I have a UILabel
inside a UIScrollView
that I am trying to word wrap. I want to use AutoLayout for the layout configuration. The UILabel
word wraps perfectly when it is not inside a UIScrollView
. I just have to set the number of lines to 0 and set the line break mode to word wrap.
However, when I put the UILabel
inside a UIScrollView
, the word wrapping ceases to work. I have already checked "Dynamic UILabel height inside UIScrollView with AutoLayout" and "Correctly Size UILabel inside UIScrollView using Interface Builder and Autolayout?", but neither of those questions have answers that help me.
I have set up a test project illustrating exactly what I am talking about if someone wants to have a look at it.
I had the same issue, but was able to get the UILabel to wrap correctly by setting up the following constraints on the label
You also must have constraints leading from the top to the bottom of the scroll view. For instance, if you only have the label you must set Top Space and Bottom Space to Superview. If you don't, it will have an ambiguous scrollable content height.

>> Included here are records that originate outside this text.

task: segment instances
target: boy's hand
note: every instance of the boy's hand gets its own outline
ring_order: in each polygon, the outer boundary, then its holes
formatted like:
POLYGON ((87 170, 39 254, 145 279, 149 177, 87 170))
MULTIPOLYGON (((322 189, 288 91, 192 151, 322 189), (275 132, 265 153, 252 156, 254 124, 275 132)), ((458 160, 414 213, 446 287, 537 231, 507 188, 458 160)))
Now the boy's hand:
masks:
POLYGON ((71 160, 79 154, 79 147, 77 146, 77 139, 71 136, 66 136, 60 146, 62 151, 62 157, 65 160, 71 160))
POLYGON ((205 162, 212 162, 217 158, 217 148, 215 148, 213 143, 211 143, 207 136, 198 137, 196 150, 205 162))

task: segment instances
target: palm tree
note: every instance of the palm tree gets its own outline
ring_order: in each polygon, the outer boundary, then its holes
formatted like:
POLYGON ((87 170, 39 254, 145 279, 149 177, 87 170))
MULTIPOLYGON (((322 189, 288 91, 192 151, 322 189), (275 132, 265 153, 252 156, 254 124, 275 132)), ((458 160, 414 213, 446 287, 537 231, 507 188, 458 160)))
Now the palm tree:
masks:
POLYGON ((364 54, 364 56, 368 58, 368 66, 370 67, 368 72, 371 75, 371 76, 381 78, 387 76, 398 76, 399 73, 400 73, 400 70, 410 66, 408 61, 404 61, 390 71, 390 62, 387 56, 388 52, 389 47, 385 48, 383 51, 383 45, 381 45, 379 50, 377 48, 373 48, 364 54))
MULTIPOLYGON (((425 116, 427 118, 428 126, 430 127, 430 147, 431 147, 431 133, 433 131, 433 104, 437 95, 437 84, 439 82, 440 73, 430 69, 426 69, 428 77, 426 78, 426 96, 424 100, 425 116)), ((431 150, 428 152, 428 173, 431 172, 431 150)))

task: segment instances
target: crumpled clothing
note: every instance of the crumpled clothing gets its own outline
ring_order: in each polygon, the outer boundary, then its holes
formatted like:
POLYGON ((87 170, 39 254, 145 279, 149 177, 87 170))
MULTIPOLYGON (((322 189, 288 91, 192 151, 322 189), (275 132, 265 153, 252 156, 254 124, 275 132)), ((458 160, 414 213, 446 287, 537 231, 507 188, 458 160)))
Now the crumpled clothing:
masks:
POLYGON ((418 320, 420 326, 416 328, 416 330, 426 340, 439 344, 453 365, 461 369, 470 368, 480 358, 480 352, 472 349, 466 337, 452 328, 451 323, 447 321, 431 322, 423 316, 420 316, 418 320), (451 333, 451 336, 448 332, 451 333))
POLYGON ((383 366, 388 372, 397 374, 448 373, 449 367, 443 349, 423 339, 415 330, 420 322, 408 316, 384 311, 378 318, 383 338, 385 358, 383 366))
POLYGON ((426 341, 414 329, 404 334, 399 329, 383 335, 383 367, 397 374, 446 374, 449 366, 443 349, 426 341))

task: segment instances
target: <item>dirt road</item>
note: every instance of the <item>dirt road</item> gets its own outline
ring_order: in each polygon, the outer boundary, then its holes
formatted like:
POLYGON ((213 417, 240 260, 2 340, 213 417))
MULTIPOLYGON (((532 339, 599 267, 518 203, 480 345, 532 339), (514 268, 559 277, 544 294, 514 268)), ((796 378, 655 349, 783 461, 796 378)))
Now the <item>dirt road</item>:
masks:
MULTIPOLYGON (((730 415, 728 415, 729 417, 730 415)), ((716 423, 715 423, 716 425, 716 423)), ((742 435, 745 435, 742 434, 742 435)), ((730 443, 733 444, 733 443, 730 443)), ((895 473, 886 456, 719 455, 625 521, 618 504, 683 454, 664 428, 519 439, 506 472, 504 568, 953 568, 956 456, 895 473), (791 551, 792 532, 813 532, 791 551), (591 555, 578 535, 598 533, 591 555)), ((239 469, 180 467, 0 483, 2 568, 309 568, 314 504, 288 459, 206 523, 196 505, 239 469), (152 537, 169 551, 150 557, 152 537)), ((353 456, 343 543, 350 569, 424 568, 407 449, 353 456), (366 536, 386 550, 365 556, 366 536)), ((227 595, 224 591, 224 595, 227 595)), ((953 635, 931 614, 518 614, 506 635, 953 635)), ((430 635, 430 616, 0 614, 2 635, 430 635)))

To prevent horizontal scrolling of the scroll view, check "Direction Lock Enabled" and call setContentOffset properly inside the scrollViewDidScroll method (see the first answer for this question for the details).
Try using UILabel's
preferredMaxLayoutWidth
and set it to parent's view width.
The reason is that constraints inside a scroll view, pinned to the scroll view, do not mean what you think they mean. They have to do with determining the contentSize
of the scroll view from the inside out; they do not of themselves determine the size of the things inside the scrollview from the outside in. See my answer here: https://stackoverflow.com/a/13548039/341994
The simplest solution in your case is to use an intermediate content view, so that you have this hierarchy:
scroll view
content view
label
Now give the content view absolute width and height constraints and pin it on all four sides to the scroll view. Now the label will work as you expect. The content view has sufficient constraints both to set its own size absolutely and to constrain the scroll view's contentSize
from the inside. The constraints on the label, meanwhile, are not to the scroll view but to the content view, and since the content view has a fixed size and is a normal view (not a scroll view), the constraints on the label do what you expect.